World Sunday 13/October/2019 10:42 AM
By: Times News Service
Italy PM backs project promoting sustainable farming in Africa

Rome: Italian Prime Minister Giuseppe Conte on Saturday presided over the signing of a cooperation agreement to promote sustainable farming in Africa.

The agreement between Italian farmers' association Coldiretti, Italy's oil and gas giant Eni, and Bonifiche Ferraresi SpA, an Italian company that specialises in innovative farming technology, was inked at the close of the two-day International Forum on Agriculture and Food held in northern Italian town of Cernobbio.

The objective of the Africa Project "is to export a development model that bets on...the potential of family farms, thereby supporting small producers in the South of the world..." Coldiretti President Ettore Prandini said in a statement.

The so-called Africa Project will roll out an initial pilot project in Ghana, according to Coldiretti.
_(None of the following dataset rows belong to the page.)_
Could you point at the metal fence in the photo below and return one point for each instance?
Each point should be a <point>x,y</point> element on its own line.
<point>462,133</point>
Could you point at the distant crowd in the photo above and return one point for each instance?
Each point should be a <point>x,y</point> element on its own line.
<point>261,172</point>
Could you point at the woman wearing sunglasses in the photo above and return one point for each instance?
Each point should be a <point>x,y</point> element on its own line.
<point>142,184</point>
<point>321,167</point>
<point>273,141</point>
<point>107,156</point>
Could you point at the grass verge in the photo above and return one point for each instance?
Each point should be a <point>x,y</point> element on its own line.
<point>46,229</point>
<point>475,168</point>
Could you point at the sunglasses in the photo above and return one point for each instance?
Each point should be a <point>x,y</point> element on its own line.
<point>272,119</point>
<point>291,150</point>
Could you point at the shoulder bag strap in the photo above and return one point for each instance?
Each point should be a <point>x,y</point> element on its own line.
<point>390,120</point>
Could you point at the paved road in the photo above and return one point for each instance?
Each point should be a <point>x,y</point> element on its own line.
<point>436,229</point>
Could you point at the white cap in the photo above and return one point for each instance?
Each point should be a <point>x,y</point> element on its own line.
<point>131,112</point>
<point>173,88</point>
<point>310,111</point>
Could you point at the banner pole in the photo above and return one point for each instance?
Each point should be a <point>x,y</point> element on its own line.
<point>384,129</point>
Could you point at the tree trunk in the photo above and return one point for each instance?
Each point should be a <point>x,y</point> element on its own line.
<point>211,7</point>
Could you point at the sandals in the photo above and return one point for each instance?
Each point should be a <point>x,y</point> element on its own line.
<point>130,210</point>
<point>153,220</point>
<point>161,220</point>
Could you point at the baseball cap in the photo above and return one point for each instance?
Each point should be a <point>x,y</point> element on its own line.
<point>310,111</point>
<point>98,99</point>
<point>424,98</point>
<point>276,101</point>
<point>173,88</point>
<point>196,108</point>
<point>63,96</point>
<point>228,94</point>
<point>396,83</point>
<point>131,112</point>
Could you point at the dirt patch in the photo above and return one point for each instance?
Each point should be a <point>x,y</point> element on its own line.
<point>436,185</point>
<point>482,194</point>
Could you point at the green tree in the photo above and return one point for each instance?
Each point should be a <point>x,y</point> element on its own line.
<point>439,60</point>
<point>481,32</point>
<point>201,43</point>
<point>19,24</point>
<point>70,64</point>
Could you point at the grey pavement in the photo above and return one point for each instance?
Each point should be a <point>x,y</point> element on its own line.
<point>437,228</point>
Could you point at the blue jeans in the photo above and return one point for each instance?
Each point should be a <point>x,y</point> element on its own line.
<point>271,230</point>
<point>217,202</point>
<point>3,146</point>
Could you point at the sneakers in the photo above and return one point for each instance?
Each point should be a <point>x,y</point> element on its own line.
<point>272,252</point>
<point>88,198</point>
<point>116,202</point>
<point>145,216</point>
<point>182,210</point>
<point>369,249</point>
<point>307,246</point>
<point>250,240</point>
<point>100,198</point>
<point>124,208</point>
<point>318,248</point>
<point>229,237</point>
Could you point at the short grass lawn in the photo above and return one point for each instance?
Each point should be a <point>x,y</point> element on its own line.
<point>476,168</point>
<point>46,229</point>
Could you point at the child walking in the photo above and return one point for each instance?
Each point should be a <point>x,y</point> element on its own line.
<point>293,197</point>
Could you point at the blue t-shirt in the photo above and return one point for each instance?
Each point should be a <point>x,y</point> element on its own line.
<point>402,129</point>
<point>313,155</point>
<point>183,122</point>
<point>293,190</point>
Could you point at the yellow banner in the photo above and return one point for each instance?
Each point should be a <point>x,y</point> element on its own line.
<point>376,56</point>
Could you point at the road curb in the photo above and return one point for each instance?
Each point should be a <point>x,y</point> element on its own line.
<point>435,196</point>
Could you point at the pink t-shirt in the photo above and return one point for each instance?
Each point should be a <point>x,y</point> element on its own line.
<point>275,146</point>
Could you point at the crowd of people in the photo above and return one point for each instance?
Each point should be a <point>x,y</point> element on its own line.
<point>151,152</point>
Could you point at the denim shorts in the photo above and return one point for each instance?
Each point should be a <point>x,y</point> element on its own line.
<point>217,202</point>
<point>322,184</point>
Food and agriculture are the nexus of "food and nutritional security, accessibility, stability... safeguarding the environment and biodiversity, sustainable development and social equity," the Italian prime minister said in remarks posted on the government's website.
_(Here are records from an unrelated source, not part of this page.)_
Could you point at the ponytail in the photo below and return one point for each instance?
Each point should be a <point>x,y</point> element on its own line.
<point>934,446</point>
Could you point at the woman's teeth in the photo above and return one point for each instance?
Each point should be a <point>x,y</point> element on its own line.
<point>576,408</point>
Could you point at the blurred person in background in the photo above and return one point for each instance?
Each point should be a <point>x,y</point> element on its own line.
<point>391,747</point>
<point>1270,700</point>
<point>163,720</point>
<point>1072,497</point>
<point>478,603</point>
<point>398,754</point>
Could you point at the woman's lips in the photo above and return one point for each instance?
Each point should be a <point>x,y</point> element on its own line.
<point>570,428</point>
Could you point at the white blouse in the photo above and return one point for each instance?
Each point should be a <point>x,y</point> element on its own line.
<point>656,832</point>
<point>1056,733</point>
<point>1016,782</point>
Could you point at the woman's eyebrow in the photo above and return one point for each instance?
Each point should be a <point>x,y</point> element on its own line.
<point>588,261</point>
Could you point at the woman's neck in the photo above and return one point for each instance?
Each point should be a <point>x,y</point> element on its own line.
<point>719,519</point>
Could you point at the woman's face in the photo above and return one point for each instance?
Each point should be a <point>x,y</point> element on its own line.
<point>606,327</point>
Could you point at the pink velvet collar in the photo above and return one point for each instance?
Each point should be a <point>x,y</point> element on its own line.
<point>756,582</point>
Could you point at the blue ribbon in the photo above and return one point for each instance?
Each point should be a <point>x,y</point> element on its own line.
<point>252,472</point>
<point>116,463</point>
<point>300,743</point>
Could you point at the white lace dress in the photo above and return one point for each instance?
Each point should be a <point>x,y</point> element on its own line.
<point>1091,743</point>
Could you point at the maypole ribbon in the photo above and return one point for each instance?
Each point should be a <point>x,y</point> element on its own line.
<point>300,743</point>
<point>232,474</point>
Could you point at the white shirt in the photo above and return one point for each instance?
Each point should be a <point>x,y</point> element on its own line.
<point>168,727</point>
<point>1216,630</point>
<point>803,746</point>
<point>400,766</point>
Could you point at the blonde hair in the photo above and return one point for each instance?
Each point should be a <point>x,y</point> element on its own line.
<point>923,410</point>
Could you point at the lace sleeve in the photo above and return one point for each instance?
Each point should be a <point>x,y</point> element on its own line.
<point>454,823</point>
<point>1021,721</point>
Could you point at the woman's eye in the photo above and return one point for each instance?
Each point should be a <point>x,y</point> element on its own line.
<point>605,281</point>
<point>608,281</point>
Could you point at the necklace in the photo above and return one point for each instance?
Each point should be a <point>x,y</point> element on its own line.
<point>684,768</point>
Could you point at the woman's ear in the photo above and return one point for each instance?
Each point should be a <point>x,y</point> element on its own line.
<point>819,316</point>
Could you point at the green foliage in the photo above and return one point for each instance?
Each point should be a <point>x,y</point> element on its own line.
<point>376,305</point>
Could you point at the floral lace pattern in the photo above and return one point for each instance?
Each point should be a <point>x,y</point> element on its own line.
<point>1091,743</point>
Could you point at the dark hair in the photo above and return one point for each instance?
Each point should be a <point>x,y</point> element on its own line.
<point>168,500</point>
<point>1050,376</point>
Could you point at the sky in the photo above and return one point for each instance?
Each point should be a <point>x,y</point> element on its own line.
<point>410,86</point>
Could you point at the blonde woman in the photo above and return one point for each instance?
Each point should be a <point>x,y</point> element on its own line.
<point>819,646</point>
The Africa Project must promote "a marriage between economy and ecology, which must go hand in hand," Conte said. "And they must do so in Africa, where a great portion of the global population is concentrated..."

Conte also announced that he will take part in the World Food Day events at the Food and Agriculture Organization of the United Nations (FAO) next Wednesday in Rome.
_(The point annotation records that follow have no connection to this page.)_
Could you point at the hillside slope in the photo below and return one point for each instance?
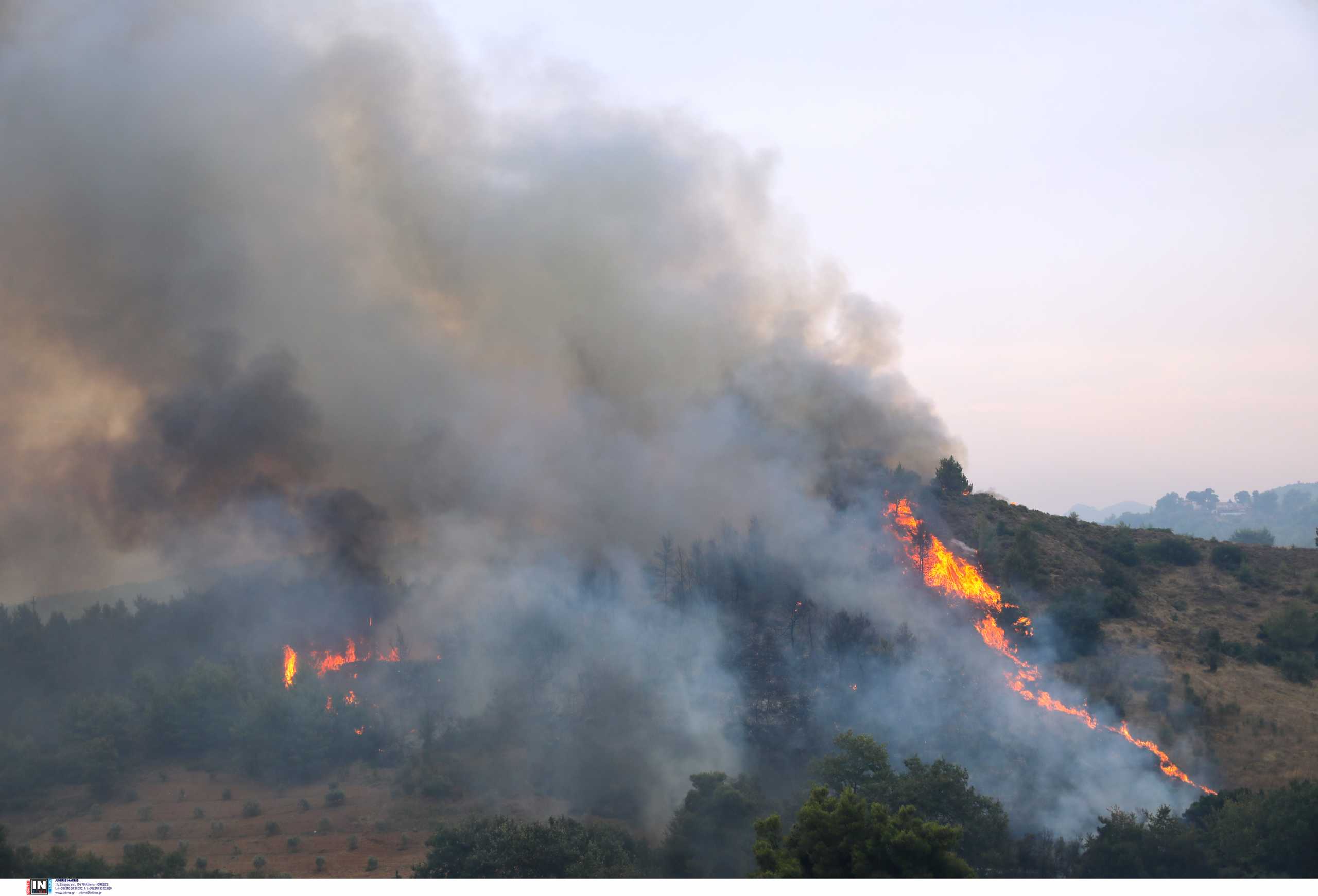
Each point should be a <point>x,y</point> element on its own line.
<point>1183,655</point>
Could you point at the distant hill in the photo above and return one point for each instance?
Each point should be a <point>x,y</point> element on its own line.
<point>1101,514</point>
<point>1289,513</point>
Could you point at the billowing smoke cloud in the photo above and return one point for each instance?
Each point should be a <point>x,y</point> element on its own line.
<point>277,281</point>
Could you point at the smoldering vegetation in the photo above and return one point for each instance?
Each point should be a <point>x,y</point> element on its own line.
<point>547,393</point>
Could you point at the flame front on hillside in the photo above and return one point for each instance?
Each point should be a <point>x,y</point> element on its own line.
<point>948,574</point>
<point>328,660</point>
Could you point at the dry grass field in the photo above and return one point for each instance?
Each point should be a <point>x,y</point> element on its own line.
<point>388,825</point>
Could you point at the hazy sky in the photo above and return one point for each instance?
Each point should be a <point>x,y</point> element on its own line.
<point>1098,222</point>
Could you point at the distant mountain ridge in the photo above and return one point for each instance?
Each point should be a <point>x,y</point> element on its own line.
<point>1100,514</point>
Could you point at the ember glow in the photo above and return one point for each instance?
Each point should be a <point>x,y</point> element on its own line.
<point>955,577</point>
<point>290,666</point>
<point>330,662</point>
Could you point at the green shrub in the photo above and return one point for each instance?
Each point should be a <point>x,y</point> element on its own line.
<point>1175,550</point>
<point>1227,556</point>
<point>1114,576</point>
<point>1293,627</point>
<point>1121,547</point>
<point>1119,604</point>
<point>1254,537</point>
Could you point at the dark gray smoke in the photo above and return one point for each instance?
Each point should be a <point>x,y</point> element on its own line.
<point>251,253</point>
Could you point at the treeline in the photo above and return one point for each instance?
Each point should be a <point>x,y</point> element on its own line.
<point>1287,516</point>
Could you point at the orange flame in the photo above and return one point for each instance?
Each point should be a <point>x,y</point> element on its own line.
<point>290,666</point>
<point>956,577</point>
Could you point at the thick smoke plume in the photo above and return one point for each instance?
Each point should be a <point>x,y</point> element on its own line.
<point>274,280</point>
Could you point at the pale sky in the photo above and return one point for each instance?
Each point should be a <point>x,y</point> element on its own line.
<point>1098,222</point>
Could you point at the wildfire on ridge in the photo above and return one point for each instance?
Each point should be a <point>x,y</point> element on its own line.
<point>330,660</point>
<point>948,574</point>
<point>290,666</point>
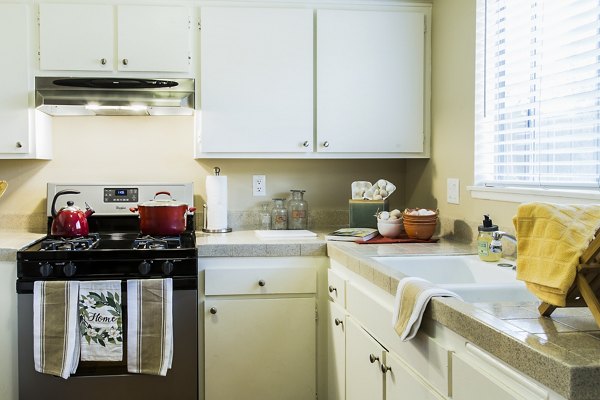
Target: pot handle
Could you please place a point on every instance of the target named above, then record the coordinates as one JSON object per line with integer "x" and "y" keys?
{"x": 167, "y": 193}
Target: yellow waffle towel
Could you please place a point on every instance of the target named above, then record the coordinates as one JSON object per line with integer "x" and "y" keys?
{"x": 551, "y": 238}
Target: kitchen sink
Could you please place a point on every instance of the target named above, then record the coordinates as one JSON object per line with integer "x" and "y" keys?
{"x": 474, "y": 280}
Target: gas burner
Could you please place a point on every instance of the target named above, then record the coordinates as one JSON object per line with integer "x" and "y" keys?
{"x": 163, "y": 242}
{"x": 70, "y": 244}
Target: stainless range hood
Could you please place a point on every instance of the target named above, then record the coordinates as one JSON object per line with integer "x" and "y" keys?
{"x": 114, "y": 96}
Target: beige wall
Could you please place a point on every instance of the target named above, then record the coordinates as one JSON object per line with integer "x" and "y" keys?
{"x": 453, "y": 60}
{"x": 160, "y": 149}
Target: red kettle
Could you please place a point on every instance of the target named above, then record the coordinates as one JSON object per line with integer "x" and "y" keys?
{"x": 69, "y": 221}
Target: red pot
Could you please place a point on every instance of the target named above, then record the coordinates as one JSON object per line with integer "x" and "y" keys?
{"x": 162, "y": 217}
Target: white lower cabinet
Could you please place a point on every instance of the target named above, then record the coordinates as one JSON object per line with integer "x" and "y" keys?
{"x": 403, "y": 384}
{"x": 336, "y": 348}
{"x": 476, "y": 372}
{"x": 257, "y": 349}
{"x": 260, "y": 328}
{"x": 437, "y": 364}
{"x": 364, "y": 379}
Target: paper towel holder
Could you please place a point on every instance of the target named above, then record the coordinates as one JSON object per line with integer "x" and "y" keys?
{"x": 205, "y": 224}
{"x": 217, "y": 171}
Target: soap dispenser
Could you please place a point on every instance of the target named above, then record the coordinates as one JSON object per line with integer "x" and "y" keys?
{"x": 486, "y": 251}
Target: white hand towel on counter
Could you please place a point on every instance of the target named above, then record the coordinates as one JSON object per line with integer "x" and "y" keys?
{"x": 55, "y": 327}
{"x": 100, "y": 321}
{"x": 412, "y": 296}
{"x": 149, "y": 326}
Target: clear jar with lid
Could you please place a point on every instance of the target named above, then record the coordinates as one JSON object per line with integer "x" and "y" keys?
{"x": 278, "y": 215}
{"x": 485, "y": 249}
{"x": 264, "y": 217}
{"x": 297, "y": 210}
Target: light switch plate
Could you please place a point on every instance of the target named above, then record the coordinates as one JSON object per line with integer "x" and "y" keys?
{"x": 453, "y": 191}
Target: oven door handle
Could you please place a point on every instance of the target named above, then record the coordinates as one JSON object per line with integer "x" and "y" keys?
{"x": 179, "y": 283}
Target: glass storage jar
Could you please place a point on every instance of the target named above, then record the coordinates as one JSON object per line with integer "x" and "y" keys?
{"x": 278, "y": 215}
{"x": 297, "y": 210}
{"x": 264, "y": 217}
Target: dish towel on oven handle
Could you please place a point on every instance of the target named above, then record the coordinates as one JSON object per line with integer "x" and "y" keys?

"It will be an opportunity to reiterate a more and more intense international cooperation so that the food and agriculture of the future proceed in step along the path of sustainability," Conte said.

This means "obtaining more with less and producing safe and nutritious food for all while preserving natural resources, which cannot last forever," he said.

"We have set up...a model of cooperation that, through know-how and technology, responds to two essential needs of our times: the need to contribute in a sustainable way to the social and economic development of developing countries and at the same time, the promotion of a model of energy production that is more and more sustainable and oriented towards decarbonisation," Eni CEO Claudio Descalzi said in a statement.

"These are vital themes for the planet," Descalzi said, adding that with the Africa Project, Eni reaches a double objective: that of promoting local development in the countries in which it operates, and that of favouring "a more and more efficient and circular economic system."

Sustainability and climate change are becoming hot-button issues: three out of four Italians believe the environmental situation in the world is serious or extremely serious, according to a study of Ixe pollsters published by Coldiretti on Friday.

Climate change topped the list of emergencies mentioned by respondents, followed by the proliferation of plastic waste, air, sea and river pollution, and extreme weather events caused by climate change, according to the survey.

In the first nine months of 2019, Italy has experienced 1,336 extreme weather events, up 75 per cent compared to last year, Coldiretti said.